Developer workstation with security status indicators

How Proxies Add Value

MCP proxies are uniquely positioned to make annotations useful even when servers do not provide them. A proxy that sits between agents and MCP servers can:

Derive annotations from behavior. By observing what a tool actually does at runtime — whether it makes network requests, modifies files, or returns sensitive-looking data — a proxy can infer annotations that the server author did not provide.

Enforce annotation-based policies. Even when annotations are just hints, a proxy can treat them as policy inputs. Tools marked destructiveHint: true can require human confirmation. Tools marked openWorldHint: true can be restricted to specific agent sessions.

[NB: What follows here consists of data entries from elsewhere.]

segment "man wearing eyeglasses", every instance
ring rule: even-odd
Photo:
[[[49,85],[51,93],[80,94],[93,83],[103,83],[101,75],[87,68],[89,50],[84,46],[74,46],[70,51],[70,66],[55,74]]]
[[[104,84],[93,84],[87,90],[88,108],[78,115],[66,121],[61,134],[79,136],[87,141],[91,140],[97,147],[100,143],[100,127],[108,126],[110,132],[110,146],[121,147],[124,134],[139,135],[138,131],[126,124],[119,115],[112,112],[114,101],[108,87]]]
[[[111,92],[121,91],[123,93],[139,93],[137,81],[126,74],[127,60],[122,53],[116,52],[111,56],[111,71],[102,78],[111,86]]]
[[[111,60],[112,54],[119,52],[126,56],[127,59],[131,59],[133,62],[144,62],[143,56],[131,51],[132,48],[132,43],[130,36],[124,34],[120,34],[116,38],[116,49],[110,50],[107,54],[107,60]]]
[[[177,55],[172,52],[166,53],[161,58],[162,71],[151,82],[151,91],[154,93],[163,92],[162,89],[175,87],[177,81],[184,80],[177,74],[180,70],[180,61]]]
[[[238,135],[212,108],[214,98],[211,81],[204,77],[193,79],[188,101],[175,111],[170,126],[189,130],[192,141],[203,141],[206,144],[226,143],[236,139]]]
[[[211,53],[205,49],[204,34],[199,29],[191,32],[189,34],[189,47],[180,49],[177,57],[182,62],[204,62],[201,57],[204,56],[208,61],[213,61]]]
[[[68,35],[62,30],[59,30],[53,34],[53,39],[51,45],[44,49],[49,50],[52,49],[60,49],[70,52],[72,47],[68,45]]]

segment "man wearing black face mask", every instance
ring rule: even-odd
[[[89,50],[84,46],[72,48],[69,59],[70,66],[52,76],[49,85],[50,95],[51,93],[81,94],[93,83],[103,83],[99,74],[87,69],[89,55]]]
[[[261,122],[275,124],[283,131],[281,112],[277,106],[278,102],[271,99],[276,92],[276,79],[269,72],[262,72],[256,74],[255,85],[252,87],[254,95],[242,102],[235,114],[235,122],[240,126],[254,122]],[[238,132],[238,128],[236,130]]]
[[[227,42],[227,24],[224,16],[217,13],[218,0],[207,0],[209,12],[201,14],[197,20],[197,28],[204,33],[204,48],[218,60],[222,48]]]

Map annotations to access control. A proxy can translate the read/write/destructive spectrum into concrete permission levels, routing tool calls through different authorization paths based on their annotations.

Detect annotation changes. If a server’s tool annotations change between sessions — a previously read-only tool suddenly claiming to be destructive, or vice versa — a proxy can flag this as suspicious, similar to schema drift detection.

This is the approach that MCPProxy takes with its DeriveCallWith system, which maps tool annotations to distinct call_tool_read, call_tool_write, and call_tool_destructive variants, each with their own permission model.

What You Should Do Now

If you are building MCP servers:

Annotate your tools. Every tool should have at minimum readOnlyHint and destructiveHint set accurately. This costs nothing and immediately benefits clients that use annotations.
Be honest about open-world interaction. If your tool makes network requests to external services, set openWorldHint: true. If it only accesses local resources, set it to false.
Watch the proposal process. The new annotations being proposed — particularly sensitiveHint and egressHint — will likely land in a future spec revision. Designing your tool descriptions with these dimensions in mind now will make adoption easier later.

If you are building MCP clients:

Respect the pessimistic defaults. A tool without annotations should be treated as potentially destructive and open-world. This is what the spec requires.
Use annotations for UX decisions. Read-only tools can run without confirmation. Destructive tools should prompt. This is low-effort and immediately improves the user experience.
Consider the lethal trifecta. When an agent session combines tools that access private data, process untrusted content, and can communicate externally, the annotation metadata provides the information needed to flag or prevent this combination.

Tool annotations are the MCP ecosystem’s first attempt at a risk vocabulary for AI agent tools. The vocabulary is incomplete, adoption is uneven, and the fundamental tension between hints and guarantees is unresolved. But the direction is clear: agents need metadata about what tools do, not just how to call them. The current five annotations are a starting point, not an endpoint.